Copertine quasi identiche: primi piani o mezzi busti del "cantore della malinconia", come recitano i titoli dei rotocalchi, che non hanno mai disgiunto le seduzioni poetiche di Tenco dai richiami d'un look bello e ribelle né dai conseguenti assedi di "amori travolgenti quanto fulminei", evocati nel "TV Sorrisi e Canzoni" del dopo-suicidio, che in copertina fa sovrastare l'immagine di Tenco da Claudio Villa e Iva Zanicchi, vincitori con "Non pensare a me".

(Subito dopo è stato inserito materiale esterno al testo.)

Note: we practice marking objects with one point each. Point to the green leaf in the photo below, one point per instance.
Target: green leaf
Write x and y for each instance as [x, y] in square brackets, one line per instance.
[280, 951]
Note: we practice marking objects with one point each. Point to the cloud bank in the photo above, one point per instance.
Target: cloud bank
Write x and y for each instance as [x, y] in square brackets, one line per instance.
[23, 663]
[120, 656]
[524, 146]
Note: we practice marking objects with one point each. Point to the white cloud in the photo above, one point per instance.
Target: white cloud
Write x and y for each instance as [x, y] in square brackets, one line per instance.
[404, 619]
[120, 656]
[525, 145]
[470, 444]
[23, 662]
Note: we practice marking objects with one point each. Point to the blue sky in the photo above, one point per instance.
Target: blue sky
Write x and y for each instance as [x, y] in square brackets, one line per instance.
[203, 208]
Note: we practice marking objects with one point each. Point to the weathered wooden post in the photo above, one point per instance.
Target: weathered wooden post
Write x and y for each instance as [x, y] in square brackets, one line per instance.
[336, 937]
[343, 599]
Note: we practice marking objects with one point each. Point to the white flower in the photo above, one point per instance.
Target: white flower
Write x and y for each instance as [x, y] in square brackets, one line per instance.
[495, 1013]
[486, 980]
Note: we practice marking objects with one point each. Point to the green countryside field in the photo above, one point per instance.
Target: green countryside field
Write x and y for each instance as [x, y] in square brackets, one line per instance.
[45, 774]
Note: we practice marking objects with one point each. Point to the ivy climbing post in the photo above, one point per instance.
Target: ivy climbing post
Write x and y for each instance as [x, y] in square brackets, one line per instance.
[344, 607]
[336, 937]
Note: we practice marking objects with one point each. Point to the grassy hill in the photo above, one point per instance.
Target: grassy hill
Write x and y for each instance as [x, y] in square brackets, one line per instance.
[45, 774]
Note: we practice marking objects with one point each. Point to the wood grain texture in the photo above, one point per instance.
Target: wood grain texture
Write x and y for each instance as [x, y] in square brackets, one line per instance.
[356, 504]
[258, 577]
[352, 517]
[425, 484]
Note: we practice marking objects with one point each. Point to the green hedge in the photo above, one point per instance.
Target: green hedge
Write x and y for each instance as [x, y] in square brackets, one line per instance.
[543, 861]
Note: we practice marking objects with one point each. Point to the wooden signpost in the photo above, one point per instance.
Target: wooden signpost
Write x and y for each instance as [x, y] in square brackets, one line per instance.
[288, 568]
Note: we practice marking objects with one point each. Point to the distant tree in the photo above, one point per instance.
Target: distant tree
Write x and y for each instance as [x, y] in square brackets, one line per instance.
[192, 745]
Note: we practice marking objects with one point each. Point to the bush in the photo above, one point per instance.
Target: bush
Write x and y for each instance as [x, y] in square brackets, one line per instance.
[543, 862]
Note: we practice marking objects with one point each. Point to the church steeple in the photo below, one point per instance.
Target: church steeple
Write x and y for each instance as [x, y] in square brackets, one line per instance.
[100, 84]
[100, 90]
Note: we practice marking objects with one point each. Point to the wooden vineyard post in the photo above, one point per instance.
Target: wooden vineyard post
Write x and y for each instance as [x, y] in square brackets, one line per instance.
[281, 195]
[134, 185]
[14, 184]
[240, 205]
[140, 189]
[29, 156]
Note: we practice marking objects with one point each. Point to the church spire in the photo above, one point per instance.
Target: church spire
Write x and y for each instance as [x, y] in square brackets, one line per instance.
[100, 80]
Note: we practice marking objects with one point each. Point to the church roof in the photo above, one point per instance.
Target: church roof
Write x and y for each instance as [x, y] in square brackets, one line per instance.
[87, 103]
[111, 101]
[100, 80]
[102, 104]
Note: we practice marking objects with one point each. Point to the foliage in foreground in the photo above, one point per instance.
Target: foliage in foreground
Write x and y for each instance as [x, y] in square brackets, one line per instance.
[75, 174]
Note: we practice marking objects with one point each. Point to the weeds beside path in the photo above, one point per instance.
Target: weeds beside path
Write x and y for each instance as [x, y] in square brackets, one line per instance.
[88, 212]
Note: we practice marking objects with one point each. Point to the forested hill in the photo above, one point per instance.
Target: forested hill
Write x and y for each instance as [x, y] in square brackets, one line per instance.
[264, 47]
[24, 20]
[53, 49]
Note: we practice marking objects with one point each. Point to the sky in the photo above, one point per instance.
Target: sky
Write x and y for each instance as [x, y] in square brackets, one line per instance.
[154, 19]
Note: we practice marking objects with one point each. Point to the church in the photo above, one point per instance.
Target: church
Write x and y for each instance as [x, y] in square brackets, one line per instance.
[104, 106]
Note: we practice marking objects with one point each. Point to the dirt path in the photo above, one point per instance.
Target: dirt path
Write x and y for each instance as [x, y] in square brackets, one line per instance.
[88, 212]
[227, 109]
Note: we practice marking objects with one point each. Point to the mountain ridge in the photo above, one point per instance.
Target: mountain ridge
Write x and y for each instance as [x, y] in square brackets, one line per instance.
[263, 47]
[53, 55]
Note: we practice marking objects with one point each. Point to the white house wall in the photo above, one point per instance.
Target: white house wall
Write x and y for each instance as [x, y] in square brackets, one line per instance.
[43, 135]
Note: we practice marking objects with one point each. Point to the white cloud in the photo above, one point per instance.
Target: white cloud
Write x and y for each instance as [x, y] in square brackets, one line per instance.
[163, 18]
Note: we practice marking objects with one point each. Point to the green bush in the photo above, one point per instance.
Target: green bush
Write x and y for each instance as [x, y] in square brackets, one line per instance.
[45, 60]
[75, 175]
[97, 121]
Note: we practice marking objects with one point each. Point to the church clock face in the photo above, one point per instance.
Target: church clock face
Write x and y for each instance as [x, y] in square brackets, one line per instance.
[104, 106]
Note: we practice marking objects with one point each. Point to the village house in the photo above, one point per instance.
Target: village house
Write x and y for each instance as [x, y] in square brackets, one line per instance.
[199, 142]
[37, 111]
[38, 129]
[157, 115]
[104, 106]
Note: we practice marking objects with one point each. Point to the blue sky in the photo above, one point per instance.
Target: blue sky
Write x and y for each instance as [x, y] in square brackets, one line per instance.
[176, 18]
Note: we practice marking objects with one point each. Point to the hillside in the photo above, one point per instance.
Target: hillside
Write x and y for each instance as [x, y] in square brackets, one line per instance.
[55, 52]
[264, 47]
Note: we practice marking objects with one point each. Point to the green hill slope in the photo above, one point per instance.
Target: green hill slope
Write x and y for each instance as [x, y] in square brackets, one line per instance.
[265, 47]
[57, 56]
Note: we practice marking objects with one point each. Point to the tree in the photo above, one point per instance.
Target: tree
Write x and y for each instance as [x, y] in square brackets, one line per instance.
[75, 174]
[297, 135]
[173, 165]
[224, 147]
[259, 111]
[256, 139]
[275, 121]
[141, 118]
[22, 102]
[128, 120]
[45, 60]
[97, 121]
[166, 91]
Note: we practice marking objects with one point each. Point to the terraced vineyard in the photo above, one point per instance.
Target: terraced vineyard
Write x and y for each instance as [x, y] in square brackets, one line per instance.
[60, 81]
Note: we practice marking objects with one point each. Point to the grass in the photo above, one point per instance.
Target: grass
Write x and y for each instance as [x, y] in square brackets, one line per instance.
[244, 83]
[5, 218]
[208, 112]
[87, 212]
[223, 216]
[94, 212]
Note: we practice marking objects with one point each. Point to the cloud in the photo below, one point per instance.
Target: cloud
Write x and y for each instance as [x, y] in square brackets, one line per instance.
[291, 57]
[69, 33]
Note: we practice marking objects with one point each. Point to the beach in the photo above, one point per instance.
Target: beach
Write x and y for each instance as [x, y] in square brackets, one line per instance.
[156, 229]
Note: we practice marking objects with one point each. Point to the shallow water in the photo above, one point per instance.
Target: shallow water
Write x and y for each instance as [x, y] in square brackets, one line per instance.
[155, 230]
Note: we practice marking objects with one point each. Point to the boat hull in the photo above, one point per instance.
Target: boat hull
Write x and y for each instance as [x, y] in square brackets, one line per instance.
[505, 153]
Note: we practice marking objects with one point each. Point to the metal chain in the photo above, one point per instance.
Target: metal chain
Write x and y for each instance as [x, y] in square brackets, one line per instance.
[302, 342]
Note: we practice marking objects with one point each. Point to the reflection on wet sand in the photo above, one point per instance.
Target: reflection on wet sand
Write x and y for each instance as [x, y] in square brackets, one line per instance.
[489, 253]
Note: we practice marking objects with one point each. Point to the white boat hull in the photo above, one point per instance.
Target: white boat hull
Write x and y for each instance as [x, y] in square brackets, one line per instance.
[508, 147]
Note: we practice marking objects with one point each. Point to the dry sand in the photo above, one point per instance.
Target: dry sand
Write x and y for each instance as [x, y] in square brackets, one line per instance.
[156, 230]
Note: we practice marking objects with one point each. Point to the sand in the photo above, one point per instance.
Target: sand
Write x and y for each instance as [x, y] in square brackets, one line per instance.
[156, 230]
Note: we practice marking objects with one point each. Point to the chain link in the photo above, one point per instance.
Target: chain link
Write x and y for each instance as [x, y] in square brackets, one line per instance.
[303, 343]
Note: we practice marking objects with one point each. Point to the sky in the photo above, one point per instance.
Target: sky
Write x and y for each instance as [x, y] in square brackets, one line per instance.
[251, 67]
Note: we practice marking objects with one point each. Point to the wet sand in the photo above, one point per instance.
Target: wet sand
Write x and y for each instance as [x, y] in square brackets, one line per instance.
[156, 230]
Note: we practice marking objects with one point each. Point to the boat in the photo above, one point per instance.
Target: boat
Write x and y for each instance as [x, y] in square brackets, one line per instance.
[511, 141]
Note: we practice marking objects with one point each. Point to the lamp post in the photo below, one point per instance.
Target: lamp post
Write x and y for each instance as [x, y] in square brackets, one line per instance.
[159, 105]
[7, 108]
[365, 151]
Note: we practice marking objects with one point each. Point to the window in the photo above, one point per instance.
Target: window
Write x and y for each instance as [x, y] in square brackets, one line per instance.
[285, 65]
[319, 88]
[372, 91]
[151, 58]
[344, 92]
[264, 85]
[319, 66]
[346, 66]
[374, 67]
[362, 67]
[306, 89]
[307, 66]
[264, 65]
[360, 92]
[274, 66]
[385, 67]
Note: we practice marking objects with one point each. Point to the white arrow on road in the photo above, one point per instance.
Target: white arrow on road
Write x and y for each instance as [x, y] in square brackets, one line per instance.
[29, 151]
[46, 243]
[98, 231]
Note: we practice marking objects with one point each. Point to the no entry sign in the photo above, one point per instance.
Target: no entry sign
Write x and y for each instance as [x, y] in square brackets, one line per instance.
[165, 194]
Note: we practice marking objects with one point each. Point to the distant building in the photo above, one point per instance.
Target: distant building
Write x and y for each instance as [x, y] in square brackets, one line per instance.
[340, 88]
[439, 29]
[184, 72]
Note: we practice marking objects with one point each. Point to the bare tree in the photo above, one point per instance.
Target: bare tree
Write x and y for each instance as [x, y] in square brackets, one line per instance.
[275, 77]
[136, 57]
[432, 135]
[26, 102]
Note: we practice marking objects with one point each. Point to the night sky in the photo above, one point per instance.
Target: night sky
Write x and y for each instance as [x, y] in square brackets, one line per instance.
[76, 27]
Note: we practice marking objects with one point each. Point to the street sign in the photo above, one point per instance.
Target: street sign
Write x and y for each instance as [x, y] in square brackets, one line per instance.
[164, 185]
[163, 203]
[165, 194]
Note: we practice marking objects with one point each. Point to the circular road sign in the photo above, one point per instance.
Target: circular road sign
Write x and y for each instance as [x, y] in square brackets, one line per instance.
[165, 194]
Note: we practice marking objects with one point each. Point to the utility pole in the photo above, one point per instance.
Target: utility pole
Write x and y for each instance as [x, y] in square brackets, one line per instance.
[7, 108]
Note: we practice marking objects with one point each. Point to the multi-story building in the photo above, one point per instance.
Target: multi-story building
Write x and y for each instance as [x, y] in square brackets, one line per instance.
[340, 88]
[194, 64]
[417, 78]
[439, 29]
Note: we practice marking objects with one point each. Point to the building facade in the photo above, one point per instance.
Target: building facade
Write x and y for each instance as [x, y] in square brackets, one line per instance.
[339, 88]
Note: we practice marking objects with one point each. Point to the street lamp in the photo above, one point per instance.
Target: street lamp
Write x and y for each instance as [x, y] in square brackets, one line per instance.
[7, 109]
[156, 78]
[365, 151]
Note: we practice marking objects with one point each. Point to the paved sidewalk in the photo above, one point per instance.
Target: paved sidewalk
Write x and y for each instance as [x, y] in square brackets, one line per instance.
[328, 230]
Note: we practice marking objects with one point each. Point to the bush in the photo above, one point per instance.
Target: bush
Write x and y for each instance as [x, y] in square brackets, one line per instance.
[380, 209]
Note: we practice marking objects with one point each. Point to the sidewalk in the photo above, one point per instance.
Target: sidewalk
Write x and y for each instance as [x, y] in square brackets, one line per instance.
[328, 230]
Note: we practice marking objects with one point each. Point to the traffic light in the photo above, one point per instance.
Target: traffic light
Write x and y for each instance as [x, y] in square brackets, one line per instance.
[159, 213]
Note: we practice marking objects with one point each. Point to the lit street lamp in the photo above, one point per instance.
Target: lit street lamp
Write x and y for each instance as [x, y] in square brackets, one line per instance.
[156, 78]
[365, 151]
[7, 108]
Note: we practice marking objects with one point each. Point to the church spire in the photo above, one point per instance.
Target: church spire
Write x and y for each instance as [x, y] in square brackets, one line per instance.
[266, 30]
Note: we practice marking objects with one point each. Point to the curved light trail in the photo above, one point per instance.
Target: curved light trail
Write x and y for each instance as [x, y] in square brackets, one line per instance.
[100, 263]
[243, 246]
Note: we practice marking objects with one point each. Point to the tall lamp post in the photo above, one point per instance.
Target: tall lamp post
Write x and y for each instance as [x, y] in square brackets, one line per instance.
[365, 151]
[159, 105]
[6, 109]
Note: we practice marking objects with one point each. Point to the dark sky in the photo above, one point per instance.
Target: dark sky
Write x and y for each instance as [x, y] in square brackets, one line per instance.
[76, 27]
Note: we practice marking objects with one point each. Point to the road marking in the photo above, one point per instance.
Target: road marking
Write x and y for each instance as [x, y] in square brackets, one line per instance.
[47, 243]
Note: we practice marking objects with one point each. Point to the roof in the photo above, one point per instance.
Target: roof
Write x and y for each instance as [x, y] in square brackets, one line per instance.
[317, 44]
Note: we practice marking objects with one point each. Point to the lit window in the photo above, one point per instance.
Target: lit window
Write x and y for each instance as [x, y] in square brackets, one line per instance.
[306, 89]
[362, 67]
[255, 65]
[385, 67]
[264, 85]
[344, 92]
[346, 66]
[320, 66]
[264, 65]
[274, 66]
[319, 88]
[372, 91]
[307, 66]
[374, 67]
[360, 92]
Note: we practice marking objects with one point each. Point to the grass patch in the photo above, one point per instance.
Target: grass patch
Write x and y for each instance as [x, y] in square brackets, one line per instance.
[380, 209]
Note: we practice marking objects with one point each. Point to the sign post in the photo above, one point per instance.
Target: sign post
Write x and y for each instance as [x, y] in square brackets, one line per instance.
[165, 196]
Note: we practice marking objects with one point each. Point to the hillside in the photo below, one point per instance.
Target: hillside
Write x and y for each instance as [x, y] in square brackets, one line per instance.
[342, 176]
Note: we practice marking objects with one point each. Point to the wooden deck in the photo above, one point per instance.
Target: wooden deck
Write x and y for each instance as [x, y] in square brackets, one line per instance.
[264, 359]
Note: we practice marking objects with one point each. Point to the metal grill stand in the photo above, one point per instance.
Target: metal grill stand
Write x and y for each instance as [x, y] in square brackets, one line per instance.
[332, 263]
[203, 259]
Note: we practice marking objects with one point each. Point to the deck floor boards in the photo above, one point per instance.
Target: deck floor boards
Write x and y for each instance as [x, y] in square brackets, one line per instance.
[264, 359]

Ma tra gossip, curiosità, enigmi - come la misteriosa avventura sudamericana rispolverata da Carlo Lucarelli in "Tenco a tempo di tango", stasera a Ricaldone dopo il successo della prima a Borgio Verezzi - , affiorano nelle stanze del museo, che s'inaugura oggi, schegge più private e sconosciute, come il vezzo di Tenco di nascondersi sotto lo pseudonimo Gordon Cliff per interpretare canzoni della mamma, tipo "Parlami d'amore Mariù", in inglese ("Tell me that you love me"). Tra manoscritti rimasti senza musica e altri frammenti di vita incompiuta, si scoprono due commoventi testimonianze d'amicizia: Fabrizio De André e Giorgio Gaber. Nel film "La cuccagna" di Luciano Salce, dove Tenco è un arrabbiato negli anni del boom, riesce a imporre "Fabrizio" (non ancora De André) come autore d'una delle tre canzoni (le altre due sono di Morricone), "La ballata dell'eroe". Da Gaber, con cui s'è esibito nel '59-60 al Santa Tecla a Milano riceve, in una lettera del 26 settembre '60, una sconfortante contabilità ("il saldo delle tue percentuali è di 2.397 lire") ma anche un buffetto d'ironica profezia: "Pochino, eh? Consoliamoci pensando che siamo... due geni incompresi".